Author: Juliet Marillier
Published: September 11th 2012 by Knopf Books for Young Readers
Source: Publisher for honest review
Description: Its name is spoken only in whispers, if the people of Alban dare to speak it at all: Shadowfell. The training ground for rebels seeking to free their land from the grip of the tyrannical king is so shrouded in mystery that most believe it to be a myth. But for Neryn, Shadowfell's existence is her only hope. She is penniless, orphaned, and utterly alone--and concealing a treacherous magical power that will warrant her immediate enslavement should it be revealed. She finds hope of allies in the Good Folk, fey beings whom she must pretend she cannot see and who taunt her with chatter of prophecies and tests, and in a striking, mysterious stranger, who saves her from certain death but whose motives remain unclear. She knows she should not trust anyone with her plans, but something within her longs to confide in him. Will Neryn be forced to make the dangerous journey alone? She must reach Shadowfell, not only to avenge her family and salvage her own life, but to rescue Alban itself.
I Give This ...
This called to me immediately because of the fey. I have yet to read a fey book that I didn't at least partially enjoy. I was sad when I missed this book on Netgalley, but so excited when I was contacted about it.

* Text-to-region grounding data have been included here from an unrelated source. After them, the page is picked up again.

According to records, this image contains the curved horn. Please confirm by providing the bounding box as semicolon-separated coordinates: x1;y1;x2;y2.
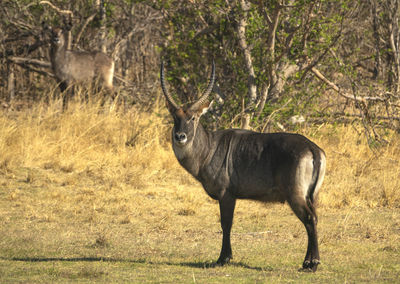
190;60;215;110
160;61;180;110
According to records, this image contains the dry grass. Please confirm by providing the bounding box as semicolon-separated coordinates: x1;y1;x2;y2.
0;98;399;282
308;124;400;208
0;98;399;210
0;97;189;190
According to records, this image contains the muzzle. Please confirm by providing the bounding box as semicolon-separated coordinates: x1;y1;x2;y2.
174;132;187;145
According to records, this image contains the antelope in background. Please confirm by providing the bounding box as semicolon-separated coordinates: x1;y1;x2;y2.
160;60;326;272
49;26;114;109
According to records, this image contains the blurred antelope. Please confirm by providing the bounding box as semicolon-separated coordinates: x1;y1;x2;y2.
49;26;114;109
160;61;326;272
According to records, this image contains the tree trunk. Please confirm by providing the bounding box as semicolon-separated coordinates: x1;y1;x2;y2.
97;0;107;53
370;0;381;79
236;0;257;129
7;64;15;101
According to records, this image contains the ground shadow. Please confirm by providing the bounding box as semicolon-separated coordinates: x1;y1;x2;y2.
4;257;267;271
5;257;145;263
174;260;268;271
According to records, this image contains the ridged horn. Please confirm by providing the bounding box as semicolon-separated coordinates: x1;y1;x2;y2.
190;60;215;111
160;60;180;110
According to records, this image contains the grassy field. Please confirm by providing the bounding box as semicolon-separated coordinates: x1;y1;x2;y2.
0;99;399;283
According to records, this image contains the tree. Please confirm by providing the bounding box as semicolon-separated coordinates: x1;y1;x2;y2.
157;0;348;129
0;0;164;106
1;0;400;140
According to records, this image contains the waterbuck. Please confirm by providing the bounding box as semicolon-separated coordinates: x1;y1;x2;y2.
49;27;114;109
160;61;326;272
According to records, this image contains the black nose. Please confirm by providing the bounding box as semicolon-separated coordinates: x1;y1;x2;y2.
175;132;187;142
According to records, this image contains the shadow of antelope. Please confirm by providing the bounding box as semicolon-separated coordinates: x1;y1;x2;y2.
46;23;114;110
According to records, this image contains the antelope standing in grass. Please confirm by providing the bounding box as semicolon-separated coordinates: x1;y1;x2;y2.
49;27;114;109
160;61;326;272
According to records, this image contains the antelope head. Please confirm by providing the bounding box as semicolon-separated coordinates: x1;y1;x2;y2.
50;28;65;48
160;61;215;148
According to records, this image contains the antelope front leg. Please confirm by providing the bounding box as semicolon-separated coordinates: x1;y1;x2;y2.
216;191;236;266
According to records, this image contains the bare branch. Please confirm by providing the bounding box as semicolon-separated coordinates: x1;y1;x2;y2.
73;13;97;47
311;67;386;102
112;29;135;59
7;19;35;31
39;1;73;17
266;5;281;59
335;112;400;121
7;58;54;78
193;23;220;40
236;0;257;129
0;38;45;59
7;56;51;68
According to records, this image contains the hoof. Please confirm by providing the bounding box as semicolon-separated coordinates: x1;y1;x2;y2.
216;256;232;266
300;259;320;272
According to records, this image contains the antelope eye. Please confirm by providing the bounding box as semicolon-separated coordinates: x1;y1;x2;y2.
186;115;195;124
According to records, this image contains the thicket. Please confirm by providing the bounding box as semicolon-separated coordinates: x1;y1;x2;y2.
1;0;400;144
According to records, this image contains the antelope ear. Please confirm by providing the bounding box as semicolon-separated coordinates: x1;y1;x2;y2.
197;100;213;116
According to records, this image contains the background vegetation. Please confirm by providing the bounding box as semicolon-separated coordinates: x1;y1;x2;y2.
0;0;400;282
2;0;400;136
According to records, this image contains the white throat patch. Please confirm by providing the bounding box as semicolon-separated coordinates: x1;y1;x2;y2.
173;139;194;160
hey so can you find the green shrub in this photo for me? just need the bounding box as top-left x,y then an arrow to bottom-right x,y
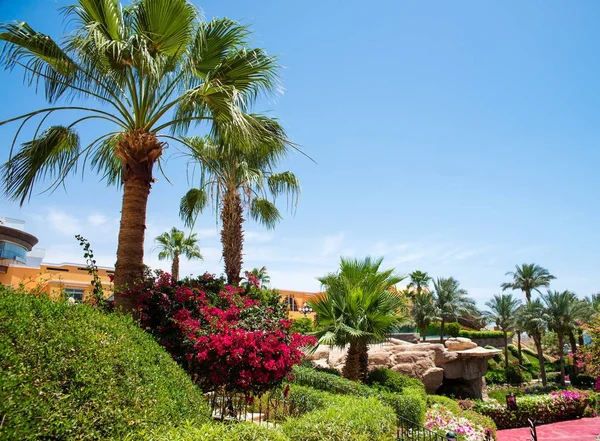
379,390 -> 426,423
546,372 -> 561,384
485,369 -> 506,385
366,368 -> 426,395
505,363 -> 531,384
571,373 -> 596,389
133,422 -> 289,441
290,318 -> 313,335
459,330 -> 509,339
286,385 -> 329,416
0,288 -> 210,441
291,365 -> 373,396
428,395 -> 461,412
446,322 -> 461,338
282,395 -> 396,441
522,346 -> 537,357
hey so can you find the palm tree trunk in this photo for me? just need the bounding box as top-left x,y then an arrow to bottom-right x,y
221,186 -> 244,286
504,331 -> 509,368
534,335 -> 547,387
113,130 -> 162,314
440,319 -> 445,343
568,330 -> 578,375
421,325 -> 427,342
358,340 -> 369,382
171,253 -> 180,281
578,328 -> 584,348
517,331 -> 523,366
343,342 -> 361,381
558,332 -> 566,387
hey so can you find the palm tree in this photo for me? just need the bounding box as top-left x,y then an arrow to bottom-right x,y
0,0 -> 284,313
432,277 -> 476,343
243,266 -> 271,287
516,299 -> 548,386
179,133 -> 299,285
154,227 -> 202,281
407,270 -> 431,296
310,257 -> 405,382
542,290 -> 578,387
502,263 -> 555,303
411,291 -> 440,342
485,294 -> 521,367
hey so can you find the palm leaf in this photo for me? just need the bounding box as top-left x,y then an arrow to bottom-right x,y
250,198 -> 281,229
179,187 -> 208,228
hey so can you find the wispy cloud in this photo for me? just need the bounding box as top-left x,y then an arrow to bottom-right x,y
87,214 -> 107,227
48,208 -> 82,236
321,232 -> 345,257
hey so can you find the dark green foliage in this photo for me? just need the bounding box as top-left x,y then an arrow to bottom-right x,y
571,373 -> 596,389
282,395 -> 396,441
505,363 -> 532,384
546,372 -> 561,384
459,330 -> 508,339
0,288 -> 210,441
446,322 -> 461,337
131,422 -> 289,441
486,369 -> 506,385
289,317 -> 313,335
366,368 -> 427,395
291,365 -> 373,396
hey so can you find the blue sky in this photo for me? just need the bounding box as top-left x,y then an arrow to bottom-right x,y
0,1 -> 599,307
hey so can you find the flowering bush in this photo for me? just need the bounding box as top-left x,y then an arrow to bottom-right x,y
425,404 -> 495,441
129,271 -> 315,394
469,389 -> 591,429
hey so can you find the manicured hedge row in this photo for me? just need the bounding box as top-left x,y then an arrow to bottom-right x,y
0,288 -> 210,441
459,330 -> 509,339
469,390 -> 591,429
131,423 -> 288,441
282,395 -> 396,441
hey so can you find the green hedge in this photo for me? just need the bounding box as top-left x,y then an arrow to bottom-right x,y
132,422 -> 288,441
446,322 -> 461,337
380,390 -> 426,424
291,365 -> 373,396
366,368 -> 426,395
0,288 -> 210,441
286,385 -> 330,416
290,318 -> 313,335
459,330 -> 508,339
282,395 -> 396,441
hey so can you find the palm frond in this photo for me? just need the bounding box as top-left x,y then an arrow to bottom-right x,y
179,187 -> 208,228
250,198 -> 281,229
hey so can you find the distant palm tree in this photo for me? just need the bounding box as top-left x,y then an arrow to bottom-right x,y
432,277 -> 476,343
310,257 -> 405,381
516,299 -> 548,386
154,228 -> 202,281
485,294 -> 521,367
407,270 -> 432,296
502,263 -> 555,303
0,0 -> 284,313
242,266 -> 271,288
411,291 -> 440,342
568,298 -> 595,374
179,133 -> 300,285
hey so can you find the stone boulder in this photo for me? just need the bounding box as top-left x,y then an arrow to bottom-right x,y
444,337 -> 477,351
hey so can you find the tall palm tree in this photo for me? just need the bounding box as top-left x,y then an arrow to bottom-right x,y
310,257 -> 405,382
407,270 -> 431,296
502,263 -> 555,303
516,299 -> 548,386
485,294 -> 521,367
542,290 -> 578,387
154,227 -> 202,281
432,277 -> 476,343
411,291 -> 440,342
179,133 -> 299,285
0,0 -> 284,312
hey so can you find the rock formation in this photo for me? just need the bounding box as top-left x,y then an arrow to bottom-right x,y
307,337 -> 500,399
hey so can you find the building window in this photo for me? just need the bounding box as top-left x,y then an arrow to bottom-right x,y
0,241 -> 28,264
64,288 -> 84,302
287,295 -> 298,311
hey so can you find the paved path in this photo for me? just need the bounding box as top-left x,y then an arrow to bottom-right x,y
497,418 -> 600,441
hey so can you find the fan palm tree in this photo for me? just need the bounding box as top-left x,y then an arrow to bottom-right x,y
179,133 -> 300,285
542,290 -> 578,387
0,0 -> 284,313
502,263 -> 555,303
310,256 -> 405,381
485,294 -> 521,367
411,291 -> 440,342
432,277 -> 476,343
407,270 -> 431,296
516,299 -> 548,386
154,227 -> 202,281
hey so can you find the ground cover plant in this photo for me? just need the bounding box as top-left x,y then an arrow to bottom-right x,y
0,287 -> 210,441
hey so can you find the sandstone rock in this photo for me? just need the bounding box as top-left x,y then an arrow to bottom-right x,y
306,347 -> 331,361
421,367 -> 445,394
445,337 -> 477,351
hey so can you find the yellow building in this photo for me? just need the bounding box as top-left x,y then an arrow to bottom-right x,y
280,289 -> 320,320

I loved Neryn from the very start. We really don't understand her gift at first, but we know that she's had to hide it her entire life. We also learn that her father and her have been living on the run for a few years. But, her father is not an easy man. He's prone to drink and gambling, and in one crazy night he gambles Neryn against the pot...and looses. The man who wins her and has heard whispers of a father and daughter traveling together to avoid capture. She wants to trust him, but there are so many reasons not too.
Which brings us to the fey. At first, their presence in the story is subtle. Neryn leaves small gifts were ever she goes, just like her grandmother taught her to do. But, slowly she opens up these beings and begins to learn that what she can not do is normal. In fact, she has striking quality that match up an ancient prophecy. I loved her determination to reach a place that may of really been a myth.

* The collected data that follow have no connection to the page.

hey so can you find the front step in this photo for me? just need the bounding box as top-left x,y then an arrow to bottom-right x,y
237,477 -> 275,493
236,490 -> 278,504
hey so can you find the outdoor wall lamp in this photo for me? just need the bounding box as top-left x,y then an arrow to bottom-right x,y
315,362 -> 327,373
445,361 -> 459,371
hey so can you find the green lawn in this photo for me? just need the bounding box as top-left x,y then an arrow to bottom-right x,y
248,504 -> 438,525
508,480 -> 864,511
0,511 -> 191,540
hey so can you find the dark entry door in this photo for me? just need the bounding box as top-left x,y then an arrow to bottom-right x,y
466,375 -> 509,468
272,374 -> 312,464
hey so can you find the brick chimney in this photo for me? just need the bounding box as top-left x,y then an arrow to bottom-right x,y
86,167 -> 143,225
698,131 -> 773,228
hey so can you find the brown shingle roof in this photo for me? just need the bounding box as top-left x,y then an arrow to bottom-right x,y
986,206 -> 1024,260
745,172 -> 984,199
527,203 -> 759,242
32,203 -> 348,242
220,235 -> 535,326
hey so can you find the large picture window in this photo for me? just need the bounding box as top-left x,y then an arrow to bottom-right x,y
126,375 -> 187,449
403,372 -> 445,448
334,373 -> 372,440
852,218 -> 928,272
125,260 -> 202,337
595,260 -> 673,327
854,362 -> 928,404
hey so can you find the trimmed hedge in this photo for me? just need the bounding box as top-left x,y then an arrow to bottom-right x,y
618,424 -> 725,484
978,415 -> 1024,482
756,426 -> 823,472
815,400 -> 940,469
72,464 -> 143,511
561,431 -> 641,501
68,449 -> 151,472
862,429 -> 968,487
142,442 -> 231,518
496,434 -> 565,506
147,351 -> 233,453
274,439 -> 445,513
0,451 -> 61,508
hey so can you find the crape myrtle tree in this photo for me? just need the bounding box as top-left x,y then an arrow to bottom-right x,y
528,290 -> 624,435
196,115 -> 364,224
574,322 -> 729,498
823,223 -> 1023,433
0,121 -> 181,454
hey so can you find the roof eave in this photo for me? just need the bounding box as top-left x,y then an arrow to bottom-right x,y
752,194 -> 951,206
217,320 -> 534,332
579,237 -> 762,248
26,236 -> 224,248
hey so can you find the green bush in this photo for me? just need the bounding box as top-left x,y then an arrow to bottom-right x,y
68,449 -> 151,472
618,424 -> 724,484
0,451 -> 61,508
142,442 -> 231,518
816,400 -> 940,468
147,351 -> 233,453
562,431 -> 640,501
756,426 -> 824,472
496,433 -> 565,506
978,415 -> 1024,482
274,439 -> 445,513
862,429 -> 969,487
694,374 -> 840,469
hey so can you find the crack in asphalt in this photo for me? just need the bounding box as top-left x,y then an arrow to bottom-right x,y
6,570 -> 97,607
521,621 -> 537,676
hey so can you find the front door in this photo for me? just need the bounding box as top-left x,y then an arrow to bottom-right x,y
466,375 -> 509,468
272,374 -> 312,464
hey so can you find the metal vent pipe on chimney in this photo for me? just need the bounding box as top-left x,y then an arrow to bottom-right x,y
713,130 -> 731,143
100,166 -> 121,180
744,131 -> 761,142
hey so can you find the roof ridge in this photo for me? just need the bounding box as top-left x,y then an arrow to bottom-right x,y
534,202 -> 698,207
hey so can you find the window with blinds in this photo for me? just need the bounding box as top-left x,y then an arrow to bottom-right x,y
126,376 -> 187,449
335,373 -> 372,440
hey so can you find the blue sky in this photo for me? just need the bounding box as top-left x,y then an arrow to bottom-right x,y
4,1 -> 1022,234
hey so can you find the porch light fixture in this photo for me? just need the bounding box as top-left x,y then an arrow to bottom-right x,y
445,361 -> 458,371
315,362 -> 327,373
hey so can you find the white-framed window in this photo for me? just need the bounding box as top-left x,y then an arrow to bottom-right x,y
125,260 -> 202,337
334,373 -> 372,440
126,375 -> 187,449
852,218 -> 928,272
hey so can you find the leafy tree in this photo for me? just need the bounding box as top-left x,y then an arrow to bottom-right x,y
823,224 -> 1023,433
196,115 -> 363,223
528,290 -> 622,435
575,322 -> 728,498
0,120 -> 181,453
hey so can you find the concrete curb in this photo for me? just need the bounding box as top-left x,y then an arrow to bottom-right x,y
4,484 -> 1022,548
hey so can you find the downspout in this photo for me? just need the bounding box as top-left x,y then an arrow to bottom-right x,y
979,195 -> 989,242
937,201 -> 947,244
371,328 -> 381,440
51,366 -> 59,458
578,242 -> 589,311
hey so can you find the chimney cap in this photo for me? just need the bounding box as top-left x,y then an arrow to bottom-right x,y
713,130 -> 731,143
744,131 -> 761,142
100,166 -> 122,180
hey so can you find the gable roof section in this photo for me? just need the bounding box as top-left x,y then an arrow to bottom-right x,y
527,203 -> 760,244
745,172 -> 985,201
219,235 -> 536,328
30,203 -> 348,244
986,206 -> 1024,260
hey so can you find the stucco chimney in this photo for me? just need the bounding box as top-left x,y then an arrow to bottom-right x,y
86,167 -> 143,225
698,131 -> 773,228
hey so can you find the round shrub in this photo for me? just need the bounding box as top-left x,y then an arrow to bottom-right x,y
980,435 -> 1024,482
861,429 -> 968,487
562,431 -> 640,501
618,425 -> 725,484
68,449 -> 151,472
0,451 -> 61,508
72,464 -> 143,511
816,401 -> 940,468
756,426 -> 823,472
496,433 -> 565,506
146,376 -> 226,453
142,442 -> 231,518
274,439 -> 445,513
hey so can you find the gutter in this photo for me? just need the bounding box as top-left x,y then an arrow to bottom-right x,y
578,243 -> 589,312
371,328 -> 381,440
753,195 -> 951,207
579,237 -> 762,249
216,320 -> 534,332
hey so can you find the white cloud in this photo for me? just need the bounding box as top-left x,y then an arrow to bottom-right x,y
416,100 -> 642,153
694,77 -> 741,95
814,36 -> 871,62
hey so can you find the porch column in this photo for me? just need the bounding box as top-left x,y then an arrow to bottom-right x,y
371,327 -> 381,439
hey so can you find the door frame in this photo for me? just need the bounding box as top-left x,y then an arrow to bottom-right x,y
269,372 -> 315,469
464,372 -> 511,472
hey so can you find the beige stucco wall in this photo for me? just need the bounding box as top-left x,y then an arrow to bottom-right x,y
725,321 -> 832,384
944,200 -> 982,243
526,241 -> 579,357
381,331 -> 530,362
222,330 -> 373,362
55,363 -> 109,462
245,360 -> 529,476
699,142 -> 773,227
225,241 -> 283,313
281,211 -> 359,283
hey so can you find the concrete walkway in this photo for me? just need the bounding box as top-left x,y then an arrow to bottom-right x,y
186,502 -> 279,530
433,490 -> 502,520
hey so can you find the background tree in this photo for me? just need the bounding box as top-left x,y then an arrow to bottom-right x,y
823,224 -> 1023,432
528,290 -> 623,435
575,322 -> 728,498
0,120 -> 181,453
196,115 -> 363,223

The only thing that started to bother me a little was how back and forth Neryn was on Flint. Yes, there were times I really questioned him and I hoped to be proved wrong. But, it often felt like she had no backbone or belief in her own instincts. Maybe it stems for having to hide what she could do her entire life. I'm glad she made a decision in the end and stuck to it. Hopefully it won't be her downfall in the end.